Hacker News new | past | comments | ask | show | jobs | submit login
Making Python Less Random (healeycodes.com)
87 points by healeycodes 4 months ago | hide | past | favorite | 43 comments



Another way to do this that covers more sources of non-determinism would be to run your python code under Meta’s Hermit: https://developers.facebook.com/blog/post/2022/11/22/hermit-...


Well, I never had issues with finding threading bugs on a normal Linux. The flakiness in Meta software tests, at least of the open source published kind, is that the code bases are a mess and are rewritten every two weeks, because apparently LOC is the measure of success.


I'm... confused. Being able to intercept and modify syscalls is a neat trick, but why is it applicable here?

In python you generally have two kinds of randomness: cryptographically-secure randomness, and pseudorandomness. The general recommendation is: if you need a CSRNG, use ``os.urandom`` -- or, more recently, the stdlib ``secrets`` module. But if it doesn't need to be cryptographically secure, you should use the stdlib ``random`` module.

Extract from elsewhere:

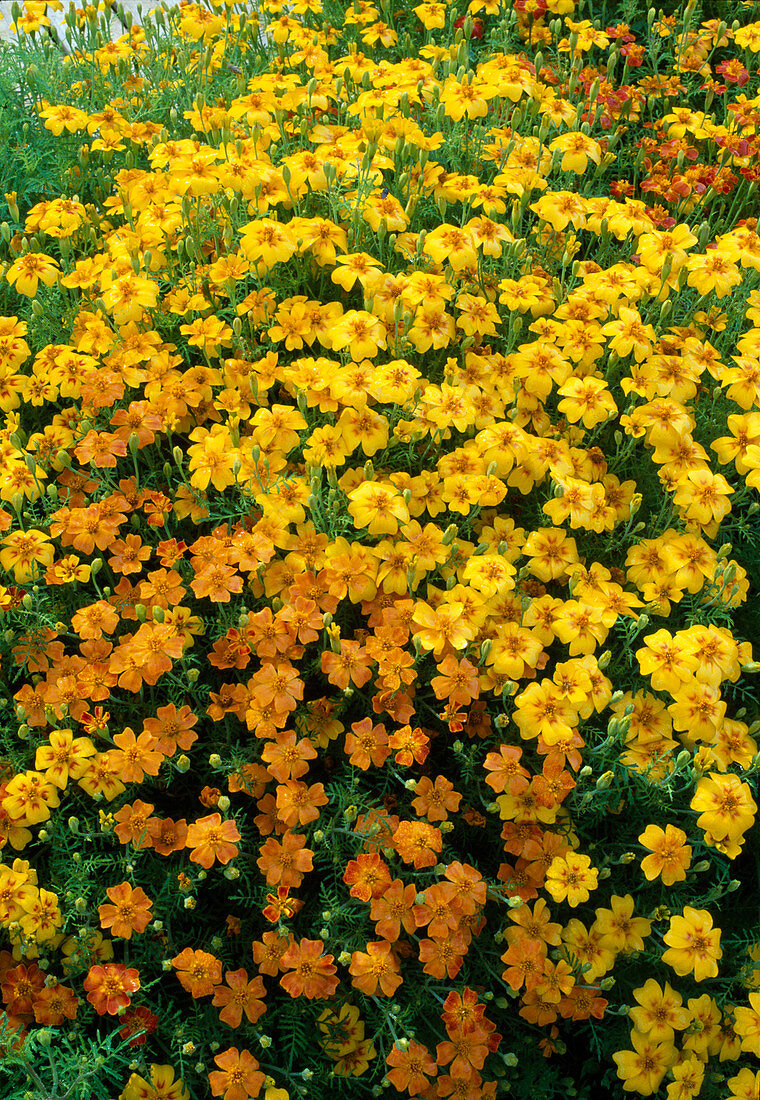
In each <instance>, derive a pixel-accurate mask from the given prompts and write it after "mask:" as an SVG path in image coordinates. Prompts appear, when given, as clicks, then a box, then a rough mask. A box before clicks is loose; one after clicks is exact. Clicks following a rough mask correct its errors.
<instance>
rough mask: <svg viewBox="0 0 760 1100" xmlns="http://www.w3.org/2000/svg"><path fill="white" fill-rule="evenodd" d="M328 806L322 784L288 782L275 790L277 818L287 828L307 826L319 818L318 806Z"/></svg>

The thing is, the ``random`` module gives you the ability to seed and re-seed the underlying PRNG state machine. You can even create your own instances of the PRNG state machine, if you want to isolate yourself from other libraries, and then you can seed or reseed that state machine at will without affecting anything else. So for pseudorandom "randomness", the stdlib already exposes a purpose-built function that does exactly what the OP needs. Also, within individual tests, it's perfectly possible to monkeypatch the root PRNG in the random module with your own temporary copy, modify the seed, etc, so you can even make this work on a per-test basis, using completely bog-standard python, no special sauce required. Well-written libraries even expose this as a primitive for dependency injection, so that you can have direct control over the PRNG.

Meanwhile, for applications that require CSRNG... you really shouldn't be writing code that is testing for a deterministic result. At least in my experience, assuming you aren't testing the implementation of cryptographic primitives, there are always better strategies -- things like round-trip tests, for example.

So... are the 3rd-party deps just "misbehaving" and calling ``os.urandom`` for no reason? Does the OP author not know about ``random.seed``? Does the author want to avoid monkeypatches in tests (which are completely standard practice in python)? Is there something else going on entirely? Intercepting syscalls to get deterministic randomness in python really feels like bringing an atom bomb to a game of fingerguns.


The article makes it fairly clear they this is mainly a kind of nerd-sniping - there are better solutions for practical purposes, but the author wanted to explore a different approach and learn a bit about syscall interception along the way.


If you're developing a game, there's a fairly big issue in that many things may be requesting values from, and thus incrementing, the PRNG, and many of them could be indirectly controlled by the user (where they are, where they're looking, etc. https://www.youtube.com/watch?v=1hs451PfFzQ is a fun video about reverse-engineering Zelda to predict the randomness in a minigame)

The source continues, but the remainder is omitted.